Sunday, March 5, 2017
IT WAS a slow start, but Malaysia picked up after the second half to beat Oman 6-1 in the World League Round Two hockey match in Dhaka, Bangladesh, yesterday.
Again, a lower ranked team managed to hold Malaysia to a 1-0 lead in the first quarter, as only Shahril Saabah was on target in the 11th minute off a close tap-in.
Oman are ranked 31st in the World while Malaysia 13th. It was the same script against World No 32 Bangladesh where Malaysia could only win 3-0 on Saturday.
At the half-time break, Malaysia held a slim 2-0 lead, after Razie Rahim finally scored off his fifth penalty corner attempt in the 26th minute.
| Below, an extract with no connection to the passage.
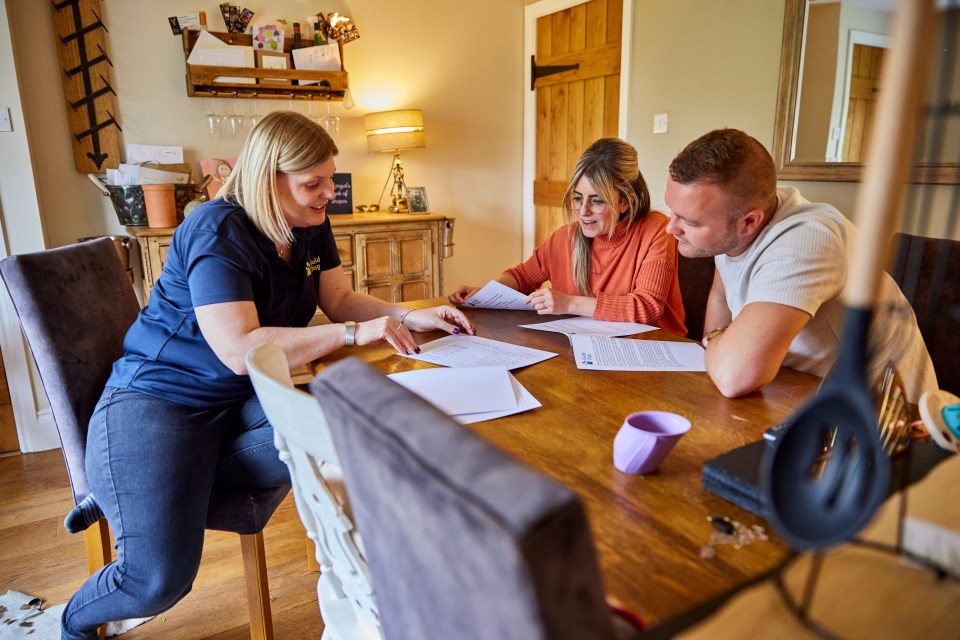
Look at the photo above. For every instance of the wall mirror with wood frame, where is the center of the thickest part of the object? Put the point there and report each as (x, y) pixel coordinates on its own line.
(833, 52)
Tengku Ahamd Tajuddin scored the third in the 33rd minute, off a penalty corner set-piece while the other goals were scored by Aiman Nik Rosemi (42nd, 53rd) and Tengku Ahmad Tajuddin (48th).
Oman got their consolation off Muhammad Al-Lawati 37th minute.
In an earlier match, No 18 ranked China were beaten in sudden-death shoot-out by No 20 ranked Egypt.
The match ended 2-2, and the five-man shoot-out also saw a 2-2 deadlock before Egypt won in sudden-death.
Egypt received two points for their effort, while China one point.
P W D L F A Pts
MALAYSIA 2 2 0 0 9 1 6
OMAN 2 1 0 1 8 6 3
BANGLADESH 2 1 0 1 5 4 3
FIJI 2 0 0 2 1 12 0
P W D L F A Pts
EGYPT 2 1 1 0 8 4 5
CHINA 2 1 1 0 9 5 4
GHANA 2 1 0 1 8 11 3
SRI LANKA 2 0 0 2 6 11 0
Note: There is a shoot-out in the event of a draw, and the winning team gets two points.
RESULTS: Group A: Oman 1 Malaysia 6, Bangladesh 5 Fiji 1; Group B: Ghana 5 Sri Lanka 4, Egypt 2 China 2 (Egypt and China draw 2-2 in shoot-out, Egypt win sudden-death).
MONDAY: REST DAY
TUESDAY: Group A -- Malaysia v Fiji (11am), Bangladesh v Oman (6pm); Group B: China v Sri Lanka (1.30pm), Ghana v Egypt (3.45pm).
Note: Malaysian time.
WHILE newspapers around the world are facing tough times to attract new and young readers to their print version and are going on-line, Bangladesh has a third option.
Newspapers are pasted on the wall in selected areas all over Dhaka daily, and the public can stand and read it for free.
This is the wall-on-line version that has been around here for at least two decades.
In this way, not only news and appointments and other stuff is circulated, but advertisers also get their moneys worth on people who either do not have the money to buy papres from the stands.
Every day, at least 20 English and Bengali language newspapers are pasted on selected walls around Greater Dhaka, which has a population of 18 million, with 8.5 million in the city centre itself.
The A grade newspapers still have a circulation of 100,000 to 500,000 while the B grade sell around 50,000.
And there are 10 English and at least 50 Bengali newspapers who are still selling strong.
Newspapers published in Bangladesh are written in Bengali or English versions. Most Bangladeshi daily newspapers are usually printed in broadsheets while few daily tabloids exist.
All daily newspapers are morning editions and there are no evening papers in Bangladesh, and only a few offer online versions.
Stories of the day share walls of bustling sidewalks crammed with fruits, clothes, fried stuff, freshly squeezed juices and a host of chai-wallas.
While 'shopping' at the sidewalks and drinking chai on push-carts, people stop and read newspapers on the wall.
And wall circulations can run to the millions everyday.